Gerard O'Collins, in a Scriptural tradition itself given much impetus by Vatican II, has set himself the task in Salvation for All of seeing if the doctrine stands up to Scriptural evidence. He uses his customary technique which might best be described as matrix analysis: first, he takes each relevant book of The Bible, listing it on the vertical axis, and sees what it says about universal salvation, throwing up such themes, on the horizontal axis, as "God's universal benevolence", "Jewish outsiders in the Old Testament" and "The Spirit; secondly, he takes each theme on his horizontal axis and works his way down all the books of The Bible on the vertical axis; thus, all the material is covered twice.

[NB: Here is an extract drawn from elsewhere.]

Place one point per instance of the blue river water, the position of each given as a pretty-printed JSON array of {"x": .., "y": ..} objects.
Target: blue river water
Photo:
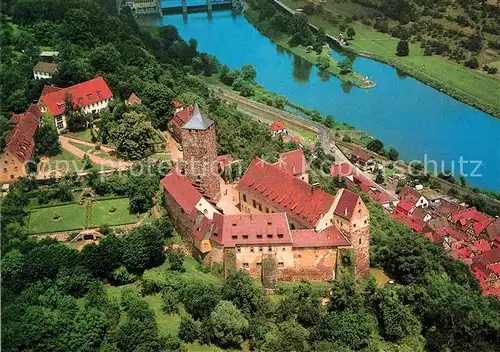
[{"x": 420, "y": 122}]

There were moments when I was tempted to skip a chapter and others when I feared he was going to be the exegetical Grand Old Duke of York, but his general conclusion is that all humanity has been saved by the death and Resurrection of Jesus. In the words of Saint Paul: "We are all in Christ and the Spirit is in us". Using Paul, O'Collins defines four characteristics of Christian faith as: obedience to God; accepting God's self-disclosure in Christ; entrusting our future to God; believing it is made possible through the power of the Spirit. So all sorts of good people, including Abraham and Sarah, are fine, except on the second count; he never says how many you need out of four! The crux of his argument is that because the presence of the risen Christ in the Spirit seeks people out, they are all the recipients of God's self-communication. This might sound like an argument that everyone is a Christian whether she knows it or not but O'Collins is careful to distinguish between the bilateral relations between God and non-Christians and the mission of The Church.

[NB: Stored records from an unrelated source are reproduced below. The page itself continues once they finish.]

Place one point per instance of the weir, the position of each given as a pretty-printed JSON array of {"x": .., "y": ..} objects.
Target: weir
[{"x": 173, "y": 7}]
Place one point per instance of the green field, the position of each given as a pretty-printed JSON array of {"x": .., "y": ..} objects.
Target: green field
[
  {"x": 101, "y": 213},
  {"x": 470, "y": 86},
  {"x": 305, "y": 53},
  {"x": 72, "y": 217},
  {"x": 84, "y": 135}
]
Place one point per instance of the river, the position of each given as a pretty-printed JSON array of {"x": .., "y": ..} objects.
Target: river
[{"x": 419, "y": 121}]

O'Collins is only incidentally clear on the saved status of those who lived before Christ but his unequivocal conclusion that the Jewish people are all saved because of God's promise, is heartening.

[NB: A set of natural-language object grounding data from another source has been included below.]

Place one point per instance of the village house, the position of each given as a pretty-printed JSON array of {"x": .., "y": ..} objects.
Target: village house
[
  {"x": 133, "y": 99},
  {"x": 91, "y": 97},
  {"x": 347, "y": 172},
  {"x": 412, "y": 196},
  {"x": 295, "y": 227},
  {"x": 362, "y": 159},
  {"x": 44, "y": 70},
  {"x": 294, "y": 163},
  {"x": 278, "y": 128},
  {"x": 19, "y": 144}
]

As I approached the end, I found myself wishing I was reading a slightly different book. O'Collins frequently mentions "The Church" as the full embodiment of the risen Christ, with its central identifiers of Baptism and the Spirit but frequently that list expands to include The Eucharist and I began to wonder, reading a passage on Epiclesis, whether he was falling into the assumption that "The Church" actually means the Roman Catholic Church. We non-Catholic Christians just about manage to be saved, deprived, as we are, of the 'authentic' Eucharist. Perhaps I was reading too much into the text but I concluded with the thought that most Christian denominations find it easier to talk and write constructively about other faiths than about other denominations.

A solid piece of work which should put an end to ideological wrangles over an issue which rightly should not be settled without due reference to Scripture.